7 – Breathe On Both Sides In Freestyle

Next let’s talk about breathing…tip number seven! If you don’t already breathe on both sides, I recommend getting comfortable doing it. In open water, you may need to swap the side you breathe on because of wind or waves. When you can easily switch your breathing pattern, you’re less likely to inhale water during rougher swims. 

You can practice breathing on both sides during your pool workouts. Add in a few sets where you breathe every three or five strokes, or practice breathing on one side for a 25, and then switch sides for the next 25. 

If you typically breathe to just one side, bilateral breathing might feel uncomfortable at first, but just keep practicing. Over time you’ll get used to it!

8 – Learn To Swim In a Pack

If you’re planning to race in open water or swim with a larger group, make sure you pay attention to tip number eight…learn to swim in a pack! 

In the pool it’s easy to circle swim, but in open water all of that goes out the window…in a big race, swimming can feel chaotic when there’s hundreds of people swimming around you. If you aren’t careful, you could get kicked in the face, or run into someone. 

To have the best experience, make sure you’re aware of your surroundings and get comfortable having swimmers all around you. If people keep passing you, don’t worry, just keep swimming and let them go around. 

If you need to pass someone, be assertive and make your move! With all the space in open water, you can maneuver around people to make sure your swim is the best it can be. Don’t let yourself get stuck behind someone who is too slow!

In swims that have a set route, some people prefer to stick to the back of the pack or swim off to the side to avoid getting mixed up with other swimmers. Experiment to see what is most comfortable for you. 

Once you’re comfortable swimming in a group, try experimenting with drafting off of other swimmers to reduce resistance and make it easier to swim. To draft, position yourself either directly behind or level with the hip of another swimmer who is a little bit faster than you. Then swim as usual. Most triathlons and open water races allow drafting, and it’s a good skill to have if you plan to compete. 

Just make sure the person you choose to draft off of is going the right way…the last thing you want is for someone to take you totally off course!

9 – Relax 🙂

If swimming in a group stresses you out, try tip number nine…RELAX!

Open water swimming can be overwhelming for a variety of reasons.

Whether you’re caught in a crazy group, or you start to panic thinking about the creatures swimming the deep water below you, find a way to relax and return to your swim. 

It might be helpful to grab onto your safety buoy and take a few deep breaths to calm yourself down. 

Or you can try counting your strokes to get your mind off of what’s bothering you.
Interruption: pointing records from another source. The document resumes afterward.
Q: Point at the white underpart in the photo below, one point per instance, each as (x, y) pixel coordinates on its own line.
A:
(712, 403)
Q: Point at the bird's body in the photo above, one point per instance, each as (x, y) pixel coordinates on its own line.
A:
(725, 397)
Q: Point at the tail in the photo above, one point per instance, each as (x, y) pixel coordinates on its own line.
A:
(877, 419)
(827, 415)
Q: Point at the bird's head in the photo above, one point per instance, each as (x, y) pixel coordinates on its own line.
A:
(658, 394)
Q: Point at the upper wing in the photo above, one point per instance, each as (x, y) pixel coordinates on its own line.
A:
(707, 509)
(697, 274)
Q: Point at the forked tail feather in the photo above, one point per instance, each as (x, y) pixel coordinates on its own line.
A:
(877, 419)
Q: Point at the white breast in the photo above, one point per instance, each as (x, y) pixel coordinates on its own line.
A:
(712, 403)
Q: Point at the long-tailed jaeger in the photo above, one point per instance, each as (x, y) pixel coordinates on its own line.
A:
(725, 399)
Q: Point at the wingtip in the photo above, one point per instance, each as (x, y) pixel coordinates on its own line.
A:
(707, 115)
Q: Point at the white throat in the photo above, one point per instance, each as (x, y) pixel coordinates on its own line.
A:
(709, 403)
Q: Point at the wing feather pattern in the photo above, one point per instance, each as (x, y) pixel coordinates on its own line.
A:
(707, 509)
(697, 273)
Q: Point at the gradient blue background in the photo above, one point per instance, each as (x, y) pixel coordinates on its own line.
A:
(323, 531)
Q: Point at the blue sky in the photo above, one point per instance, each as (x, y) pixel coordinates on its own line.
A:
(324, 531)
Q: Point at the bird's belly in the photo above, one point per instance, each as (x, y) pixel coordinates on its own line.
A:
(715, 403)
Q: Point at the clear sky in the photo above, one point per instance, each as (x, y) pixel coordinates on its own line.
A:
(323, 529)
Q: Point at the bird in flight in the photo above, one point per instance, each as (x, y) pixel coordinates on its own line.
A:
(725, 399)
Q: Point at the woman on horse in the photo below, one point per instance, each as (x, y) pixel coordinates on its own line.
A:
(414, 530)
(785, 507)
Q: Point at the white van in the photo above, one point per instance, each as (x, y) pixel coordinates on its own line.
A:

Just take it 10 strokes at a time! 

Listen to your body and if it’s time to get out, honor that. There’s always next time! 

Related: How to Get Comfortable Swimming in Open Water >

10 – Build Endurance So You Have More Fun!

Tip number 10 is all about training. To excel in open water swimming, you need good endurance. 

If you’re training for a specific open water race, I recommend starting an open water-focused training plan that will help you build endurance and speed for race day. Check out the MySwimPro app to get a personalized plan for open water races, ranging from 1,500 meters all the way to a 10k! 

Commit to swimming three to four times a week to see the best results.

And while it’s helpful to swim in open water when you can during training, you can absolutely train for open water races in a pool. You can practice sighting and bilateral breathing and add in longer sets that help you build endurance.